Guest speaker presents theories on happiness, human nature

Margaret Peppiatt
Staff Writer

A philosopher offered explanations for true happiness and the trustworthiness of human nature during an academic lecture in the Gentile Gallery Friday at 3 p.m.

Alexander Pruss, who holds doctorate degrees in mathematics and philosophy and is a professor of philosophy and the director of graduate studies at Baylor University, first discussed the nature of happiness in his talk entitled “Trusting Human Nature.”

Happiness is something worth having for its own sake, according to Aristotle, Pruss said. He named pleasure, money, health, moral goodness, love and art as examples of what people might believe bring about happiness.

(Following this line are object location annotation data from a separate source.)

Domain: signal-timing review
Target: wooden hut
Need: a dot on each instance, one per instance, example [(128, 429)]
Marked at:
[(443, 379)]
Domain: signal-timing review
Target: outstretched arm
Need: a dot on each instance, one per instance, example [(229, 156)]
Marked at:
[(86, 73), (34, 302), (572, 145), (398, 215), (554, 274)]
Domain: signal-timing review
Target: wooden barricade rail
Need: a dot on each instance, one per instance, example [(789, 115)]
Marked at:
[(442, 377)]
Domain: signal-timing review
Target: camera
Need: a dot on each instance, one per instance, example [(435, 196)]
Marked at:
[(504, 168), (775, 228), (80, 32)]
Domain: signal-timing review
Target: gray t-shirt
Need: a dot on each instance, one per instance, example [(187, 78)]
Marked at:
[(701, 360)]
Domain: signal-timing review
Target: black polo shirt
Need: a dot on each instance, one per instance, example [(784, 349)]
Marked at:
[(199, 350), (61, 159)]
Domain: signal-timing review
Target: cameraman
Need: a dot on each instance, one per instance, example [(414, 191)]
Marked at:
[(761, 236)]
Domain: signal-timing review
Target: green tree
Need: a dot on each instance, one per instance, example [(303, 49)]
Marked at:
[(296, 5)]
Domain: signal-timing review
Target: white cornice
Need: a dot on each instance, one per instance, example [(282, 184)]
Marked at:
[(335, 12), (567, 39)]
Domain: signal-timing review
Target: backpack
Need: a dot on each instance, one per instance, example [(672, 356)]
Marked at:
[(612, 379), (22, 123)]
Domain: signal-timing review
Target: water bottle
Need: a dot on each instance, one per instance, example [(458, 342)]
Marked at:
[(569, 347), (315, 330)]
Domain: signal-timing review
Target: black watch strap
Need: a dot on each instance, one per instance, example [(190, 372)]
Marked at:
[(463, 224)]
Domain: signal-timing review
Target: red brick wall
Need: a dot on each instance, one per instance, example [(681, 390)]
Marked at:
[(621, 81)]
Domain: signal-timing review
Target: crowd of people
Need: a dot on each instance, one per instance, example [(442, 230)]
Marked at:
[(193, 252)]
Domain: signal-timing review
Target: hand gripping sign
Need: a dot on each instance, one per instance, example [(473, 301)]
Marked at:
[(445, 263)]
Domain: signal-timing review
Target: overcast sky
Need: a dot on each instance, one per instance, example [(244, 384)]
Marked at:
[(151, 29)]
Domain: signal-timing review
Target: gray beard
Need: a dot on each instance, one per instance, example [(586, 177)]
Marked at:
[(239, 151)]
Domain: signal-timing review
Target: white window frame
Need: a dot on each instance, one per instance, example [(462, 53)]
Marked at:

Pruss said that permanent death gets in the way of happiness because it cuts short the practice of moral goodness, friendship and love.

Happiness thus depends on something infinite, he said.

“It seems that our fulfillment, our true happiness, requires something infinite. And, since we are finite, that infinite thing has to be outside of us,” said Pruss.

Pruss talked about an eternal friendship with an infinite being, which requires an immaterial soul because the brain cannot infinitely expand to accommodate such a relationship.

Pruss concluded that true happiness requires eternity, an infinite being and the soul.

Turning to the topic of human nature, Pruss said happiness could simply be the result of an evolutionary process that gives people the illusion of being happy. In this case, human nature is deceptive and not to be trusted.

Pruss countered this argument by presenting a theory of natural faith, saying that virtue is founded on the spiritual virtue of faith found in scripture.

“One of the central tenants for St. Thomas Aquinas was that grace builds on nature,” Pruss said, “and it makes sense that the supernatural virtue of faith would be building on something natural.”
According to Pruss, natural faith is “about trusting the things that have gone right unless there is a specific reason to doubt.”

He said materialism would hold that people trust human nature only by luck, but the best explanation for trustworthiness is the existence of an infinite being.

The talk was the annual St. Edith Stein lecture in Christian philosophy sponsored by the department of philosophy.